00:00En attendant, les choses bougent quand même pour un bon nombre de Français à cause de cette censure.
00:05C'est ce qu'on va voir maintenant avec François Gapien.
00:08Quand je dis que les choses bougent, François, c'est de manière très concrète.
00:11Absolument et pas forcément positive.
00:13Vous qui nous regardez, peut-être faites-vous partie des quelques 5 600 000 bénéficiaires de titres restaurants
00:20qui, depuis 2022 et le Covid, servent bien souvent ailleurs qu'aux restaurants,
00:24en l'occurrence à la caisse des supermarchés, puisque depuis deux ans, à quelques exceptions près,
00:28on peut payer en titre restaurant tout ce qui se mange en supermarché.
00:32Et dernièrement, l'Assemblée nationale avait voté la prolongation de cette règle pour deux ans.
00:37Elle aurait dû être validée cette semaine par le Sénat, sauf qu'entre-temps, il y a donc eu la censure,
00:41le renversement du gouvernement qui suspend l'examen des textes budgétaires.

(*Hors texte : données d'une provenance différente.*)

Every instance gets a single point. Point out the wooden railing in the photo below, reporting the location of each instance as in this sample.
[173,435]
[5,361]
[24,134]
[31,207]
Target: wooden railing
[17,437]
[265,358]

00:45Par conséquent, au moins temporairement, le dispositif est remis en cause.
00:49Et dès le 1er janvier, dans trois semaines, retour à la règle de base, si je puis dire,
00:53à savoir seuls les produits directement consommables, plats et salades préparés,
00:57sandwichs, etc., pourront être payés en titre restaurant.
01:00Exit donc les produits bruts type féculents, fruits et légumes, viande ou encore poissons.
01:07Autre exemple de retour en arrière préjudiciable pour des millions de salariés français,
01:11le remboursement des frais de transport jusqu'à 75 %, mesure d'incitation fiscale vis-à-vis des entreprises,
01:18ainsi exonérée de cotisations sociales et d'impôts, mesure mise en place initialement en 2022.
01:24Elle concerne notamment le passe Navigo, qui au passage va encore augmenter le 1er janvier,
01:2888,80 euros le mois.
01:30Le projet de loi de finances 2025, invalidé par la censure,
01:34la mesure, l'extension du remboursement jusqu'à 75 %, ne pourra donc pas être prolongée.
01:40Les frais de transport, dont le passe Navigo, ne seront plus remboursés qu'à 50 % par l'employeur,
01:45comme c'était le cas avant 2022.